I am so flipping proud of myself. I feel like being all badass and yelling something like COME AT ME WORLD but I’ve learned better than to tempt fate, so I’m going to settle with a little victory dance and a bottle of home-brewed cider that a good friend has dared me to try. Who knew life could be this good again, eh?
Tips for the anxious, exhausted or emotionally drained for surviving big life changes:
- Sleep, eat and drink enough. Getting the basics right is paramount for normal day to day functioning, let alone starting something shiny and new. These three should be an absolute priority before anything else.
- Check in with yourself. When things are new and busy and exciting, it’s so easy to get caught up in the whirlwind of fun and not pay attention to the little things that your body is telling you throughout the day. Make sure you take some time ask yourself: Are you happy right now? If not, why not? Are you tired? Just need a bit of alone time? These may seem like small things but if you let them pile up, mole hills become mountains and everything is a lot less fun than it should be.

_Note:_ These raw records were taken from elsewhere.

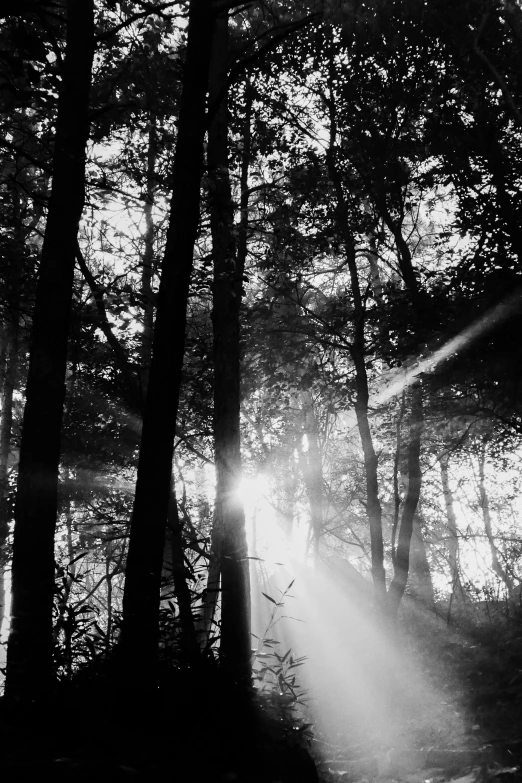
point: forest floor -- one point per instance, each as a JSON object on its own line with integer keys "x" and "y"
{"x": 465, "y": 725}
{"x": 461, "y": 721}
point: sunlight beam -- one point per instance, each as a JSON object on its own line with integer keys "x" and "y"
{"x": 486, "y": 323}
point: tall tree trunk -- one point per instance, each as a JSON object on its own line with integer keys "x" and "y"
{"x": 214, "y": 569}
{"x": 148, "y": 258}
{"x": 452, "y": 537}
{"x": 402, "y": 556}
{"x": 496, "y": 565}
{"x": 29, "y": 657}
{"x": 138, "y": 645}
{"x": 358, "y": 350}
{"x": 229, "y": 519}
{"x": 312, "y": 469}
{"x": 421, "y": 583}
{"x": 8, "y": 361}
{"x": 174, "y": 540}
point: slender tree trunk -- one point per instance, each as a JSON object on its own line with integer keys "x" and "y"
{"x": 9, "y": 359}
{"x": 189, "y": 642}
{"x": 421, "y": 583}
{"x": 139, "y": 634}
{"x": 452, "y": 537}
{"x": 312, "y": 469}
{"x": 214, "y": 569}
{"x": 402, "y": 557}
{"x": 496, "y": 565}
{"x": 396, "y": 467}
{"x": 358, "y": 349}
{"x": 29, "y": 658}
{"x": 235, "y": 645}
{"x": 148, "y": 258}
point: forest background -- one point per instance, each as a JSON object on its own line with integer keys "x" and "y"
{"x": 260, "y": 302}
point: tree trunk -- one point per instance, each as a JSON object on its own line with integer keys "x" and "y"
{"x": 9, "y": 359}
{"x": 312, "y": 469}
{"x": 496, "y": 565}
{"x": 402, "y": 557}
{"x": 188, "y": 640}
{"x": 421, "y": 583}
{"x": 138, "y": 645}
{"x": 229, "y": 519}
{"x": 358, "y": 349}
{"x": 29, "y": 658}
{"x": 148, "y": 259}
{"x": 452, "y": 538}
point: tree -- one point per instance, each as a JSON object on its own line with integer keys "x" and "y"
{"x": 29, "y": 660}
{"x": 139, "y": 632}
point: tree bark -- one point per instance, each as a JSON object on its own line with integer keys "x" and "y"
{"x": 496, "y": 565}
{"x": 358, "y": 348}
{"x": 312, "y": 469}
{"x": 138, "y": 644}
{"x": 402, "y": 557}
{"x": 452, "y": 538}
{"x": 229, "y": 519}
{"x": 188, "y": 639}
{"x": 29, "y": 658}
{"x": 421, "y": 583}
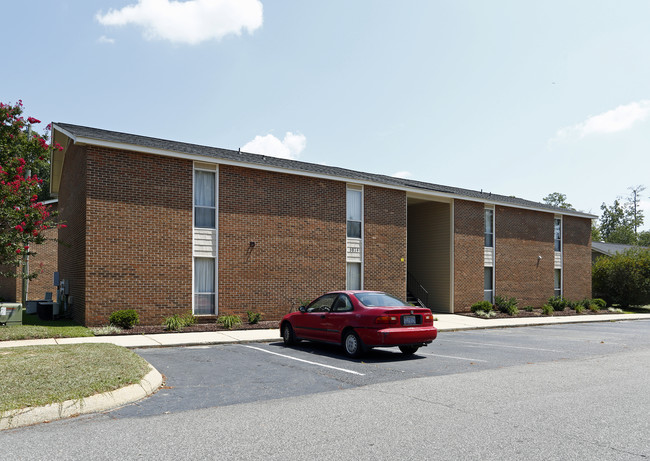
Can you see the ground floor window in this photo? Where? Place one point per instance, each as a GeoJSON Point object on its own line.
{"type": "Point", "coordinates": [558, 282]}
{"type": "Point", "coordinates": [354, 276]}
{"type": "Point", "coordinates": [488, 285]}
{"type": "Point", "coordinates": [204, 286]}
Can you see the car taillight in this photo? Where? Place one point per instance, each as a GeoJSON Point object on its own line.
{"type": "Point", "coordinates": [386, 319]}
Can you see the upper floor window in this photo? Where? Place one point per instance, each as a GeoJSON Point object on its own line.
{"type": "Point", "coordinates": [489, 227]}
{"type": "Point", "coordinates": [354, 212]}
{"type": "Point", "coordinates": [558, 234]}
{"type": "Point", "coordinates": [205, 199]}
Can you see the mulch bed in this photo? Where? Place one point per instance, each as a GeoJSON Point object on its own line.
{"type": "Point", "coordinates": [537, 313]}
{"type": "Point", "coordinates": [213, 326]}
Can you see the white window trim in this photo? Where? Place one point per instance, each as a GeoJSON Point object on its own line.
{"type": "Point", "coordinates": [360, 188]}
{"type": "Point", "coordinates": [212, 168]}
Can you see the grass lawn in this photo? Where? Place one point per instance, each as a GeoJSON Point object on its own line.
{"type": "Point", "coordinates": [34, 328]}
{"type": "Point", "coordinates": [39, 375]}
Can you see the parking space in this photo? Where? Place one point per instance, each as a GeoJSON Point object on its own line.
{"type": "Point", "coordinates": [207, 376]}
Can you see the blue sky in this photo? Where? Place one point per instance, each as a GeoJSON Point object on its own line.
{"type": "Point", "coordinates": [513, 97]}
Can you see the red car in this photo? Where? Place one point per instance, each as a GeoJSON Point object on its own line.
{"type": "Point", "coordinates": [360, 320]}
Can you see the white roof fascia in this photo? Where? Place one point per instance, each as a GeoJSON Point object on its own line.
{"type": "Point", "coordinates": [206, 159]}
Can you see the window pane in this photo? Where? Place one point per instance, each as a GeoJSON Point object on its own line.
{"type": "Point", "coordinates": [204, 304]}
{"type": "Point", "coordinates": [489, 228]}
{"type": "Point", "coordinates": [204, 275]}
{"type": "Point", "coordinates": [354, 276]}
{"type": "Point", "coordinates": [204, 188]}
{"type": "Point", "coordinates": [354, 229]}
{"type": "Point", "coordinates": [205, 217]}
{"type": "Point", "coordinates": [354, 205]}
{"type": "Point", "coordinates": [204, 286]}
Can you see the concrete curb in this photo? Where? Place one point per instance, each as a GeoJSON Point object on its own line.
{"type": "Point", "coordinates": [93, 404]}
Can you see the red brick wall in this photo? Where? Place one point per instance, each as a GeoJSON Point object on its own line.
{"type": "Point", "coordinates": [138, 235]}
{"type": "Point", "coordinates": [298, 226]}
{"type": "Point", "coordinates": [577, 257]}
{"type": "Point", "coordinates": [521, 236]}
{"type": "Point", "coordinates": [72, 213]}
{"type": "Point", "coordinates": [468, 254]}
{"type": "Point", "coordinates": [385, 240]}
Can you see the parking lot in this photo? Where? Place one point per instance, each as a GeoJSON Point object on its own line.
{"type": "Point", "coordinates": [210, 376]}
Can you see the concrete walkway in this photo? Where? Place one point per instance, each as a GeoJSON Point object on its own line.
{"type": "Point", "coordinates": [445, 322]}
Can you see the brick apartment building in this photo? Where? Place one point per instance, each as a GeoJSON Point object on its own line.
{"type": "Point", "coordinates": [167, 227]}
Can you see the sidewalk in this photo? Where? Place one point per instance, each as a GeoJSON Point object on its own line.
{"type": "Point", "coordinates": [445, 322]}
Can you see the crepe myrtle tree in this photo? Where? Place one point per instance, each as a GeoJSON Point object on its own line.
{"type": "Point", "coordinates": [23, 217]}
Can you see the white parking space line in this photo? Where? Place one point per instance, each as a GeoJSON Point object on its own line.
{"type": "Point", "coordinates": [502, 345]}
{"type": "Point", "coordinates": [306, 361]}
{"type": "Point", "coordinates": [452, 357]}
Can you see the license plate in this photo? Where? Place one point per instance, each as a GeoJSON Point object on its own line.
{"type": "Point", "coordinates": [408, 320]}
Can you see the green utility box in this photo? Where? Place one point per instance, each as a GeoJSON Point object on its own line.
{"type": "Point", "coordinates": [11, 314]}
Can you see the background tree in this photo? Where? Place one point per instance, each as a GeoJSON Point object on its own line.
{"type": "Point", "coordinates": [619, 222]}
{"type": "Point", "coordinates": [557, 199]}
{"type": "Point", "coordinates": [23, 216]}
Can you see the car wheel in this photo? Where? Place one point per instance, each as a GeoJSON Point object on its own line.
{"type": "Point", "coordinates": [352, 344]}
{"type": "Point", "coordinates": [409, 350]}
{"type": "Point", "coordinates": [288, 336]}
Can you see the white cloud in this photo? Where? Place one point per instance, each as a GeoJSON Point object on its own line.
{"type": "Point", "coordinates": [402, 174]}
{"type": "Point", "coordinates": [189, 22]}
{"type": "Point", "coordinates": [620, 119]}
{"type": "Point", "coordinates": [290, 147]}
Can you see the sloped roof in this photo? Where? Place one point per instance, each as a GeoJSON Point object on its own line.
{"type": "Point", "coordinates": [87, 135]}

- Reverse thinking. This is something I am working on in therapy at the moment. Remember, the thoughts that you feed yourself are very important. If you constantly tell yourself that you are ugly and everyone hates you and you’re never going to make any friends, it is going to be difficult to believe anything else. Instead, tell yourself that you are beautiful and there are lots of reasons that people would want to spend time with you. Even go as far as listing these qualities, if you feel up to it. The world has enough bad people in it without you being your own worst enemy too.

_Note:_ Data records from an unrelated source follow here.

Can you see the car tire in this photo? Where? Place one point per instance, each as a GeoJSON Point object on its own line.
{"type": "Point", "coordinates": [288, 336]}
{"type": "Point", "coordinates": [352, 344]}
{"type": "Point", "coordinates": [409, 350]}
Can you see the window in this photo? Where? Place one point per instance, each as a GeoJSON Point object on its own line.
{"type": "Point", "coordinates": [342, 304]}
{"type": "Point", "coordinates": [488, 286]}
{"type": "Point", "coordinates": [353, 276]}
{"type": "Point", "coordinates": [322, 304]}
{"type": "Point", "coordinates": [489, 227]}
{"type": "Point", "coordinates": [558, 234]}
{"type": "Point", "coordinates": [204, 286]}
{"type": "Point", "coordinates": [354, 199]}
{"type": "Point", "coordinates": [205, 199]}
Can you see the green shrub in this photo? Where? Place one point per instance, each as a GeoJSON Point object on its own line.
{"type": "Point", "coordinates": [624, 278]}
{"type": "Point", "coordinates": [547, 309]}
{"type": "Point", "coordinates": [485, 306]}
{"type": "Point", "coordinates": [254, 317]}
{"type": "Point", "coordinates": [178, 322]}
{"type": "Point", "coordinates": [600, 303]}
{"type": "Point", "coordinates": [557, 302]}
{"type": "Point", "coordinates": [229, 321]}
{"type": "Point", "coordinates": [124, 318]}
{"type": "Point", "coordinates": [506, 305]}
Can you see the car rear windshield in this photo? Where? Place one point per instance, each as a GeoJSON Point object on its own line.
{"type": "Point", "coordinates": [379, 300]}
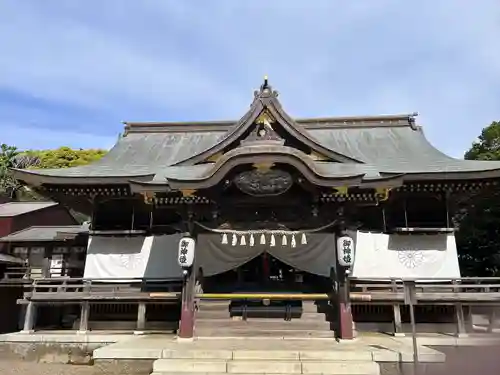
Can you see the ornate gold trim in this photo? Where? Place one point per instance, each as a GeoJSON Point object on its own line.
{"type": "Point", "coordinates": [188, 192]}
{"type": "Point", "coordinates": [382, 193]}
{"type": "Point", "coordinates": [341, 190]}
{"type": "Point", "coordinates": [315, 156]}
{"type": "Point", "coordinates": [263, 167]}
{"type": "Point", "coordinates": [148, 197]}
{"type": "Point", "coordinates": [265, 118]}
{"type": "Point", "coordinates": [215, 157]}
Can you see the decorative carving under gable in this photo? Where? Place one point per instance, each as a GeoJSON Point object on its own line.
{"type": "Point", "coordinates": [264, 183]}
{"type": "Point", "coordinates": [263, 129]}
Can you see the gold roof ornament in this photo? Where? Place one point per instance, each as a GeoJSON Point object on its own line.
{"type": "Point", "coordinates": [382, 193]}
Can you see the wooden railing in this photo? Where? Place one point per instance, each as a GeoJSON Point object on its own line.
{"type": "Point", "coordinates": [104, 290]}
{"type": "Point", "coordinates": [462, 292]}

- Positivity mantras. Linking with reverse thinking, you turn your insecurities and negative thoughts around. My current mantra is: ‘I am confident, I am strong, I deserve to be happy, I can do this’. I repeat this to myself whenever my anxiety tries to convince me otherwise and it makes me feel like superwoman (or just a little less terrified). Seriously, try it, you’ll be surprised at just how effective it can be.
- Don’t give up. Whilst the first few weeks can be the most exciting, they can also be the most challenging. You are not a failure because you didn’t make friends straight away or struggled on your first test. Everything comes together in time, so just keep at it.
As always, if you are really struggling please do not hesitate to seek help. Most if not all universities have some kind of counselling service or disabled students office which you can visit at any time. If you don’t know where to find these, contact your personal tutor, student union or even do a quick online search of the university website. I promise there will always be someone to help and listen.
For more information on PTSD, its symptoms and therapies that can help, visit the Mind website. I am also currently reading a book called ‘8 Keys to Safe Trauma Recovery‘ by Babette Rothschild, which I would highly recommend, especially for anyone struggling with flashbacks.